Hedge fund plan splits opinion
By Steve Johnson
Published: January 12 2009 02:00 | Last updated: January 12 2009 02:00
Hedge fund investors are deeply divided on radical plans by Steel Partners, the activist hedge fund group run by Warren Lichtenstein, to convert its flagship fund into a listed industrial holding company, as revealed in the Financial Times on Saturday.
The New York-based group plans to transform its $1.2bn ($792m, €892m) Steel Partners II fund into a holding company spanning energy, aerospace, insurance and banking, likely to be listed on either Nasdaq or the New York stock exchange in the second quarter of 2009.
Steel Partners took the controversial step after facing an unprecedented wave of redemption requests; as of October it had received withdrawal notices for 38 per cent of the fund's assets.
"This is groundbreaking. It is definitely the most creative and radical solution we have come across," said Mike Vogel, partner at Elcot, a London-based family office with a "substantial" investment in the fund.
However, Gary Vaughan-Smith, partner at SilverStreet Capital, a fund of hedge funds that did not invest in Steel Partners, said: "This is good for the manager and bad for investors." Other hedge funds have reacted to large-scale redemption requests by imposing restrictions such as "gates", which limit the amount that can be withdrawn each month, or the creation of "sidepockets", new vehicles into which hard-to-sell assets are placed.
Steel Partners' solution trumps these options by effectively trapping capital within the fund, aside from a share buyback of up to $200m, or 17 per cent of its assets, upon listing.
Investors will only be able to sell shares in the market - possibly at a steep discount to net asset value - preventing capital from leaving the fund.
Steel Partners said in its letter to investors that it would be "impossible, inequitable and unfair [to remaining investors]" to accede to the redemption requests, given the fund has large, often controlling, stakes in its portfolio companies, rendering it "difficult, and in some instances impossible, to sell assets and businesses quickly".
As of September, just four holdings accounted for 50 per cent of the fund's assets, with eight positions accounting for 80 per cent of its assets.
"We believe this is by far and away the best and fairest solution for all investors. This transaction will give all investors the potential to buy/sell units in the public market at any time," said Steel Partners.
Mr Vogel argued: "It does, to us, look a pretty fair balance in terms of remaining investors and those who were looking to redeem; they will be able to go into a vehicle that has much enhanced liquidity. [Steel Partners] has recognised that this is a transformational change in terms of what is going on in the market and concentrated on what works in terms of getting value out."
But with the average single manager hedge fund listed on the London stock exchange, the major centre for such vehicles, currently trading on a discount of 23 per cent to NAV, Mr Vaughan-Smith said: "If the client wants to exit then a proper plan should be put in place to return the client's cash over time, rather than forcing them into structures which make them take an immediate hit."

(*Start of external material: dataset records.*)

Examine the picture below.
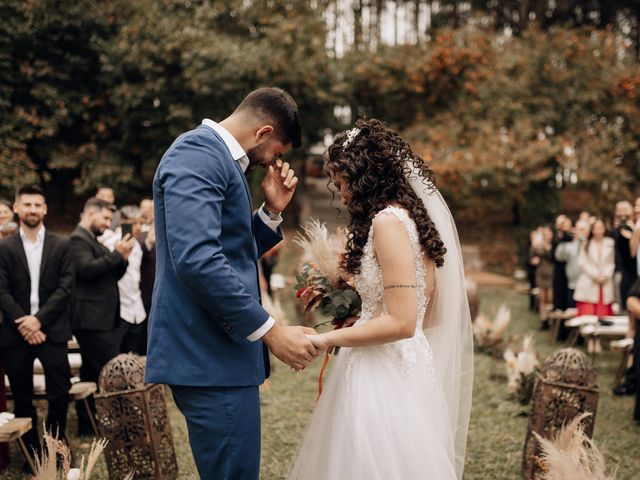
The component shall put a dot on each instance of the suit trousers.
(97, 347)
(224, 430)
(18, 361)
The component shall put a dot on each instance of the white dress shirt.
(239, 155)
(33, 251)
(131, 306)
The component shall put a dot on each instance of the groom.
(208, 333)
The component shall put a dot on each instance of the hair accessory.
(351, 135)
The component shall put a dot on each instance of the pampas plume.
(572, 455)
(321, 248)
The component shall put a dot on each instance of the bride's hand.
(319, 341)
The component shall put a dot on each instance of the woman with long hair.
(397, 400)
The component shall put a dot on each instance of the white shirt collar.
(237, 152)
(39, 235)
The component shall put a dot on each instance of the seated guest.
(95, 314)
(36, 282)
(132, 313)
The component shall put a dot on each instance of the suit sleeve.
(87, 267)
(266, 238)
(193, 188)
(59, 299)
(10, 308)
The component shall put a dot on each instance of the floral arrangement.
(572, 455)
(489, 334)
(321, 285)
(521, 371)
(46, 467)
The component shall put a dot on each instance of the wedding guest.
(563, 227)
(531, 267)
(542, 250)
(626, 271)
(132, 312)
(107, 194)
(36, 281)
(95, 313)
(147, 241)
(594, 289)
(146, 206)
(633, 309)
(7, 225)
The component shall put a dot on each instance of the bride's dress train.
(382, 414)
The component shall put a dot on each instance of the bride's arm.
(395, 256)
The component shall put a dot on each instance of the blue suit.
(206, 301)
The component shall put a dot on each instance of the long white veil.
(449, 330)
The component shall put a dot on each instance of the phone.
(127, 228)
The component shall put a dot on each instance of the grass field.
(496, 434)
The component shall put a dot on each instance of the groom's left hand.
(278, 186)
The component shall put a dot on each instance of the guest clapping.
(96, 304)
(542, 256)
(36, 281)
(594, 289)
(132, 312)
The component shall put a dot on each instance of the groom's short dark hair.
(277, 106)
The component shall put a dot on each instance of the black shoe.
(624, 389)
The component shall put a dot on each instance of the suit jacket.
(206, 298)
(96, 302)
(594, 264)
(55, 289)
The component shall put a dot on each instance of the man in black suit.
(96, 304)
(36, 282)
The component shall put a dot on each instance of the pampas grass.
(321, 249)
(489, 334)
(521, 370)
(572, 455)
(46, 469)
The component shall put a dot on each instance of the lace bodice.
(370, 286)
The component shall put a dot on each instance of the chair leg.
(91, 417)
(27, 455)
(621, 369)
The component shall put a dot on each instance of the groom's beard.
(257, 157)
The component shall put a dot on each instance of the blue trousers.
(224, 430)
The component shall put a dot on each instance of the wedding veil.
(449, 330)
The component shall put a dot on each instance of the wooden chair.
(14, 430)
(625, 347)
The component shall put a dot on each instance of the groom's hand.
(290, 345)
(278, 186)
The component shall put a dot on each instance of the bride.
(397, 401)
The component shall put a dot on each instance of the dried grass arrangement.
(46, 467)
(491, 334)
(521, 370)
(572, 455)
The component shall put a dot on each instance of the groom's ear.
(263, 133)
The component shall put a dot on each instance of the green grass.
(496, 433)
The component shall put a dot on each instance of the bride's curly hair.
(375, 165)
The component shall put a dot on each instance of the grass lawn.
(496, 434)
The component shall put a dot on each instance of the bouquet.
(321, 285)
(521, 371)
(490, 334)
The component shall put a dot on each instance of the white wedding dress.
(382, 414)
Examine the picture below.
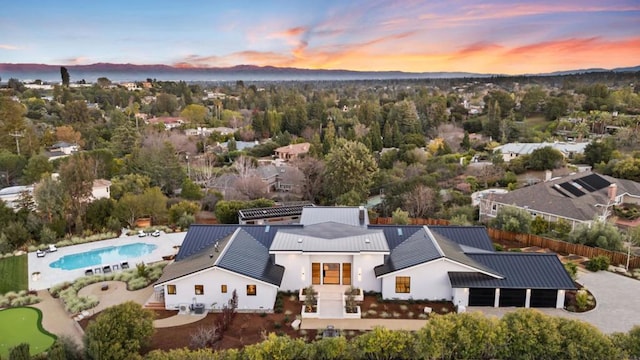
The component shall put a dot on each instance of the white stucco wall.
(294, 266)
(428, 281)
(297, 264)
(365, 264)
(212, 279)
(461, 297)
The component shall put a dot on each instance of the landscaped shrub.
(597, 263)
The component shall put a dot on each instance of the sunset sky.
(507, 37)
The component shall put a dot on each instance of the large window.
(199, 289)
(403, 284)
(251, 290)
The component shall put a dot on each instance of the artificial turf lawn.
(14, 274)
(19, 325)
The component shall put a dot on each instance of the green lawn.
(14, 274)
(20, 325)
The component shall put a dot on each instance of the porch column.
(560, 299)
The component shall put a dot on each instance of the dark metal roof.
(200, 237)
(453, 251)
(467, 236)
(520, 271)
(196, 262)
(417, 249)
(247, 256)
(271, 212)
(396, 234)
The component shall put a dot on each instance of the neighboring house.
(513, 150)
(292, 151)
(335, 247)
(12, 195)
(168, 122)
(579, 198)
(284, 214)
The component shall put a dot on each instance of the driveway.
(617, 302)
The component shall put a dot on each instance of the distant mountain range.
(131, 72)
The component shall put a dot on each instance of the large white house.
(336, 246)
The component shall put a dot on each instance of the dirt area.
(373, 308)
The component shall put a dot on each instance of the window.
(251, 290)
(403, 284)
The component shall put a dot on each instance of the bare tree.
(420, 202)
(313, 182)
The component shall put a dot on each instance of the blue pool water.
(103, 256)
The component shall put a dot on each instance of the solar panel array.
(581, 186)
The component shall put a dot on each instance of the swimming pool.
(106, 255)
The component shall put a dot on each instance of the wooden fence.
(558, 246)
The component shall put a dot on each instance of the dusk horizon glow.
(497, 37)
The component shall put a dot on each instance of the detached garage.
(526, 280)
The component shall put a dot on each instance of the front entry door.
(315, 273)
(331, 273)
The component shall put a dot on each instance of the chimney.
(613, 192)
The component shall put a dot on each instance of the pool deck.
(51, 276)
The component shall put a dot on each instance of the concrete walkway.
(177, 320)
(363, 324)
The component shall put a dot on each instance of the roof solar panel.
(560, 191)
(572, 189)
(595, 181)
(585, 185)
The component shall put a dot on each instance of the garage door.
(512, 297)
(543, 298)
(482, 297)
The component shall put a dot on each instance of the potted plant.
(310, 307)
(356, 292)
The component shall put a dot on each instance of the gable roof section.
(424, 246)
(197, 262)
(416, 249)
(348, 215)
(200, 237)
(468, 237)
(396, 234)
(520, 270)
(549, 197)
(330, 237)
(247, 256)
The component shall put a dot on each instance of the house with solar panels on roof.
(336, 247)
(578, 199)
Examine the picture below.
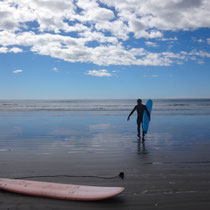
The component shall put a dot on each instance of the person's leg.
(143, 134)
(138, 129)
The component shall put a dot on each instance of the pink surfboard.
(59, 191)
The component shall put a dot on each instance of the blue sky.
(81, 49)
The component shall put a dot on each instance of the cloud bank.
(91, 31)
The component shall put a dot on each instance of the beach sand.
(171, 170)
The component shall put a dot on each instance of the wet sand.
(171, 170)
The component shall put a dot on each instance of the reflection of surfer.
(140, 108)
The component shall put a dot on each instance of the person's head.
(139, 101)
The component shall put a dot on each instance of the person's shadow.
(141, 148)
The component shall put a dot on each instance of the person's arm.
(147, 112)
(131, 113)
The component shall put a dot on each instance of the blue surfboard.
(145, 120)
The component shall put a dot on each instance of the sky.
(105, 49)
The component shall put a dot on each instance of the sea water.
(74, 127)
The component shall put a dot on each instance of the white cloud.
(151, 44)
(99, 73)
(99, 28)
(17, 71)
(55, 69)
(13, 50)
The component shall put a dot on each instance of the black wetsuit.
(140, 108)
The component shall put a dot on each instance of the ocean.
(93, 137)
(107, 106)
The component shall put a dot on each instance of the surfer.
(140, 108)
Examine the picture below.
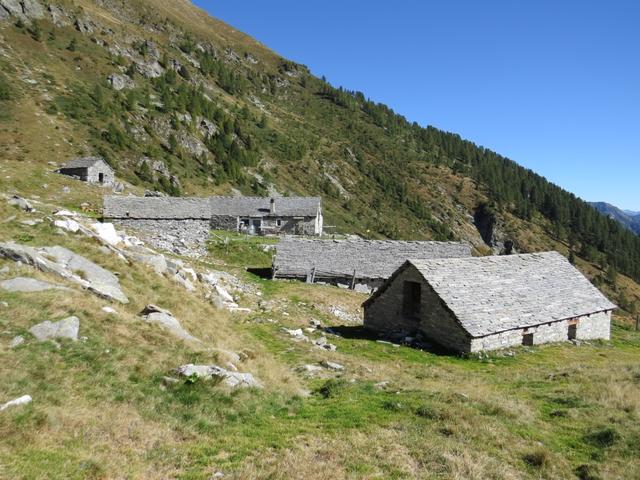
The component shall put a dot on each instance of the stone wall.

One industry consultant feared the move, if replicated, could make it harder for the hedge fund industry to raise assets in future.
However some industry figures doubted the holding company concept would become commonplace, arguing that more short-term "trading" funds could fall foul of tax and regulatory issues in many jurisdictions.
After posting compound annual gross returns of 22 per cent a year from inception in 1990 to 2007, Steel Partners II fell 39 per cent last year, according to figures seen by the FT.